Pre-sales proof
A deck a recruiter or account lead could forward in two minutes.
This is the pre-sales layer: what problem the workflow solves, what a customer would see in the demo, what guardrails matter, and how the prototype-to-production line is explained honestly.
This page shows the part of the role that sits between creative, technical, and commercial teams: how to explain the workflow in customer terms without flattening the technical reality.
Slide structure.
This is the forwardable version of the portfolio story: compact, customer-readable, and strong enough to support a real conversation.
The bottleneck
Creative teams do not need more novelty. They need control, review, evaluation, and rollout habits around the model.
The live surface
Show one product surface or prototype view and explain what the team should notice there.
The review loop
Frame quality in terms a creative lead and product team can both use: consistency, motion, instruction fit, and editability.
The pilot
Define the narrowest useful rollout: one workflow, one approval path, one success metric, and one risk boundary.

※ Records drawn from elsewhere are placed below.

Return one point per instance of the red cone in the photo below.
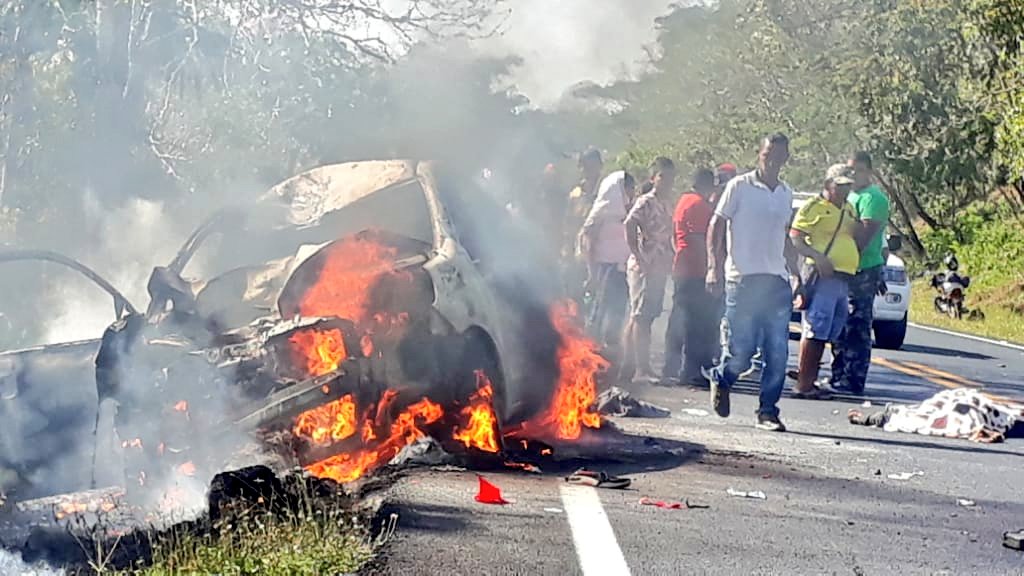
(488, 493)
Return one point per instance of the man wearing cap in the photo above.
(751, 258)
(823, 232)
(580, 202)
(852, 353)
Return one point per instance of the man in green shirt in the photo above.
(852, 352)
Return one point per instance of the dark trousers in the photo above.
(607, 313)
(852, 352)
(692, 337)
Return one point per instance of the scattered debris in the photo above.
(424, 452)
(756, 494)
(904, 476)
(616, 402)
(524, 466)
(1013, 539)
(488, 493)
(598, 479)
(684, 505)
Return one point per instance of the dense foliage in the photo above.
(187, 106)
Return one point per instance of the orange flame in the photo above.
(321, 351)
(404, 430)
(343, 288)
(328, 423)
(579, 365)
(479, 430)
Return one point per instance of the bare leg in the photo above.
(810, 359)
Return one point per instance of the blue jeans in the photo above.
(757, 314)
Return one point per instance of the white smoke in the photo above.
(132, 240)
(11, 565)
(564, 43)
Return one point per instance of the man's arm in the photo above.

What a hiring manager should feel.
The goal is not to make the portfolio look more finished than it is. It is to make it obvious how you would speak in the room.
The story starts from the customer problem, not the repo.
Prototype boundaries are named cleanly instead of hidden behind hype.
The workflow is grounded in film and post-production judgment, not only systems language.
The close is about adoption, review, and rollout, which is the real enterprise conversation.
"A strong demo deck does not just explain the tool. It helps the customer imagine the workflow living inside their team."